It’s been a season of big trout for many fly fishermen in southern Ontario this year, at least according to those I’ve talked to and (to a somewhat lesser degree) my own experiences. It makes sense though… the rivers have had an abundance of water, keeping big trout holding in water that might otherwise be warmer, shallower and clearer. High dirty water has also kept dry fly purists at home, reducing fishing pressure on many rivers.
I won’t say it’s been a record season for me though, as I had an especially difficult time keeping big fish on the line earlier in the season. I’m not sure if I’ve finally shaken the dust off my streamer fishing skills, or if the trout have had a change in attitude (or both), but hook-ups with big fish have picked up somewhat over the last month for me. I suppose I can also attribute this to the arrival of warmer weather and the corresponding increase in night fishing success.
The above fish was caught just past dark on a last-minute trip to the river after work. I had tied a couple realistic stonefly patterns using some newly ordered Hemingway wings and I was hoping to give them a try. However, forgetting about the rain we had the day before, I was greeted by a chocolate colored river when I arrived.
The stoneflies were definitely out, but the fish were too busy dealing with the low visibility to care much. I haven’t been finding a lot of time to tie flies this year, so I’ve been keeping a vice and box of tying supplies in my truck for emergencies. My supply of articulated streamers was in shambles, so I decided to tie one in the back of the truck before hitting the river. I went with a bright color given the water conditions.
The result was four big fish in a couple hours, although only two were landed.
As is usual for me, big streamers and mouse patterns have been moving most of my larger fish. I’ve had a couple nice fish on stoneflies as well on the clearer days and I know for a fact that nymphs have also been catching a lot of big fish for people this year – in pretty much all water conditions.
Most of my trout (but not all) have also been caught past dark this month, largely because my weekends have been a write-off and fishing after work often doesn’t get me to the river until 7 or 8 o’clock.
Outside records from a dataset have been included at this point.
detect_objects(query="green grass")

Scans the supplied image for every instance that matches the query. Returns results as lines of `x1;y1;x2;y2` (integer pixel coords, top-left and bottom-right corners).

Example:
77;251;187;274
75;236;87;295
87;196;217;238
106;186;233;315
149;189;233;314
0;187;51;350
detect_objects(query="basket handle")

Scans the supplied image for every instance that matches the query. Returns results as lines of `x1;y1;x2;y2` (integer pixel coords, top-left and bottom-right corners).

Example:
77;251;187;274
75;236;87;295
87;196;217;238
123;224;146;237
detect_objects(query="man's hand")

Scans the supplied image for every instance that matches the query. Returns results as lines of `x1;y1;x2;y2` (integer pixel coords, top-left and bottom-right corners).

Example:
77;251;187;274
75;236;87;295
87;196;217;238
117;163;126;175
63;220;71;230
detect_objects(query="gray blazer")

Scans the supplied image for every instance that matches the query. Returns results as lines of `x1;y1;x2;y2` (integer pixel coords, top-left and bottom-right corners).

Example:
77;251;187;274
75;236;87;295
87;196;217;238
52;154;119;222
The fish below was another memorable one that smashed a streamer early evening in some more off-colored water.
This fish was followed up by yet another decent brown shortly past dark on the same night – and it was preceded by a slightly larger one a week earlier.
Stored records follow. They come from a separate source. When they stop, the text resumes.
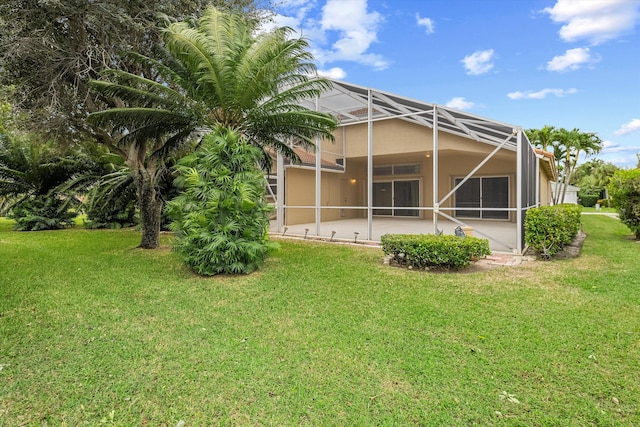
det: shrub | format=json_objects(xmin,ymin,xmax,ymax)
[
  {"xmin": 524, "ymin": 204, "xmax": 582, "ymax": 259},
  {"xmin": 578, "ymin": 187, "xmax": 602, "ymax": 208},
  {"xmin": 167, "ymin": 127, "xmax": 272, "ymax": 275},
  {"xmin": 380, "ymin": 234, "xmax": 491, "ymax": 269},
  {"xmin": 8, "ymin": 195, "xmax": 76, "ymax": 231},
  {"xmin": 608, "ymin": 169, "xmax": 640, "ymax": 240}
]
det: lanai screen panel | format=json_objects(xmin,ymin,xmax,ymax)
[{"xmin": 518, "ymin": 137, "xmax": 538, "ymax": 247}]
Needless to say, it’s been a pretty good season this year if you’ve been willing to put away the dry flies and emergers and fish meatier flies. I don’t expect this to let up any time soon, but hopefully we’ll be treated to some good dry fly days as well.
We still have lots to look forward to in August… terrestrials, late Isonychia, the understated White Miller, perhaps some straggler stoneflies and of course, even better night fishing. If you’re a masochist, there’s also the Trico hatches.